Stephen Tanner scite author profile

The non-functional form of xanthine oxidase known as the desulpho enzyme was compared with the functional enzyme in various ways, to obtain information on the structure of the molybdenum centre and the mechanism of the catalytic reaction. The desulpho enzyme, like the functional one, possesses a site for the binding of anions, presumably as ligands of molybdenum. Evidence is presented that in the Mo(V) e.p.r. signal from the desulpho-enzyme, as in that from the functional enzyme, a weakly coupled proton, in addition to a strongly coupled proton, interacts with the metal.
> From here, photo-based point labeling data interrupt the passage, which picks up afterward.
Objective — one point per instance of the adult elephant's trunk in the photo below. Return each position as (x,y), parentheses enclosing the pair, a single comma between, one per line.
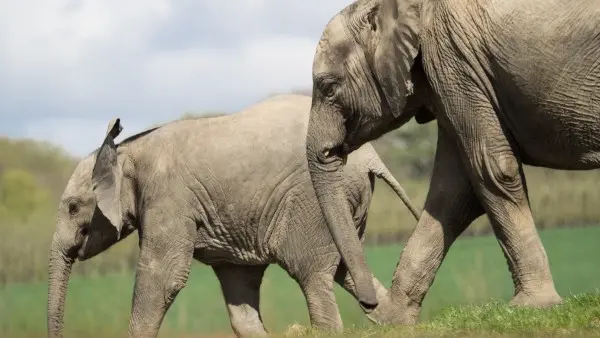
(58,277)
(324,155)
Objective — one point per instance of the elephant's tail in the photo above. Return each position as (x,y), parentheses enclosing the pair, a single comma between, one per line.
(379,169)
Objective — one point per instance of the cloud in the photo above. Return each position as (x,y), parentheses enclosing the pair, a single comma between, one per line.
(67,67)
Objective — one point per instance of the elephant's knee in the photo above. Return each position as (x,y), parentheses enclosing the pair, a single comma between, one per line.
(174,284)
(503,172)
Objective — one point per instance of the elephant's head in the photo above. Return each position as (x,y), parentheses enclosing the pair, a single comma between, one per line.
(366,81)
(92,216)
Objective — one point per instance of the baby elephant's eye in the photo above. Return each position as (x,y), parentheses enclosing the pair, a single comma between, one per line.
(73,208)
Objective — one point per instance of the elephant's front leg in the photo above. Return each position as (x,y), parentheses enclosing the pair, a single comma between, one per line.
(498,178)
(344,279)
(450,207)
(241,289)
(496,175)
(320,298)
(163,269)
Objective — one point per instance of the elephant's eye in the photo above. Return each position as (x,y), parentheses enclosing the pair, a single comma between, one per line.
(73,208)
(329,90)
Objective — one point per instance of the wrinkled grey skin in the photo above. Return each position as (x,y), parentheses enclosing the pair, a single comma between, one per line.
(233,192)
(509,83)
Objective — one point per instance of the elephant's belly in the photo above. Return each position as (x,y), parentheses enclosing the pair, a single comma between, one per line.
(560,138)
(215,247)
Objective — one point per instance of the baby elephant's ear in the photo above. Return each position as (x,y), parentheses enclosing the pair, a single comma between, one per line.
(107,177)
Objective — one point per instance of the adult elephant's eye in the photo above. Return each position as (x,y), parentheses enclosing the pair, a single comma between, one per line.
(73,208)
(330,90)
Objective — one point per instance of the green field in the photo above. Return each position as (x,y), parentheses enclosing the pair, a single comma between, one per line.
(475,272)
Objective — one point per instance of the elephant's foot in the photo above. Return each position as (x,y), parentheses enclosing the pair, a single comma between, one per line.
(544,297)
(393,311)
(250,332)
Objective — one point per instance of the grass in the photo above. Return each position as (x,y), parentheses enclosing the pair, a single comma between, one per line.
(473,274)
(579,315)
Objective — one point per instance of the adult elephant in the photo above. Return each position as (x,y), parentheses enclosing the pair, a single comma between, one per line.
(509,83)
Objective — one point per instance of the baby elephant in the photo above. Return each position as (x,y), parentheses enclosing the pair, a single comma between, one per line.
(232,192)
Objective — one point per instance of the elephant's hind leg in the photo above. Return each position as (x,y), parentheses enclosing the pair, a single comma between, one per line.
(241,289)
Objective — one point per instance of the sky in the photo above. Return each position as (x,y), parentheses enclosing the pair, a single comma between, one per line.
(67,67)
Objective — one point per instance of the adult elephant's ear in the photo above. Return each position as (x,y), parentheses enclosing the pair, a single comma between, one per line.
(398,23)
(107,177)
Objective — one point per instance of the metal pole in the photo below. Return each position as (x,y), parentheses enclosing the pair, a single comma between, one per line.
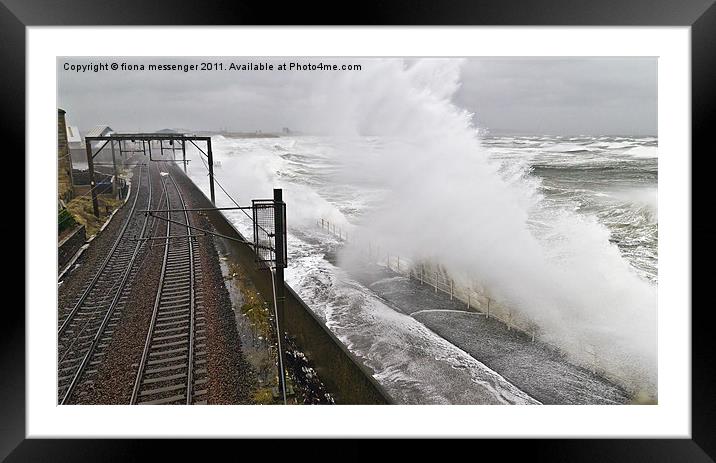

Measurements were carried out by e.p.r. on the rate at which the proton strongly coupled to molybdenum exchanged, on diluting enzyme samples with 2H2O. For the desulpho enzyme the exchange rate constant was 0.40s-1, at pH 8.2 and 12 degrees C, and for the functional enzyme it was 85 s-1. It is shown that the great majority of reported differences between the enzyme forms are consistent with functional enzyme containing an (Enzyme)-Mo=S grouping, replaced in the desulpho form by (Enzyme)-Mo=O. Protonation of these groups, with pK values of about 8 and 10 respectively, would give (Enzyme)-Mo-SH and (Enzyme)-Mo-OH, these being the forms observed by e.p.r. The accepting group in the functional enzyme, for the proton transferred from the substrate while molybdenum is reduced in the catalytic reaction [Gutteridge, Tanner & Bray (1978) Biochem J. 175 869-878], is thus taken to be Mo=S.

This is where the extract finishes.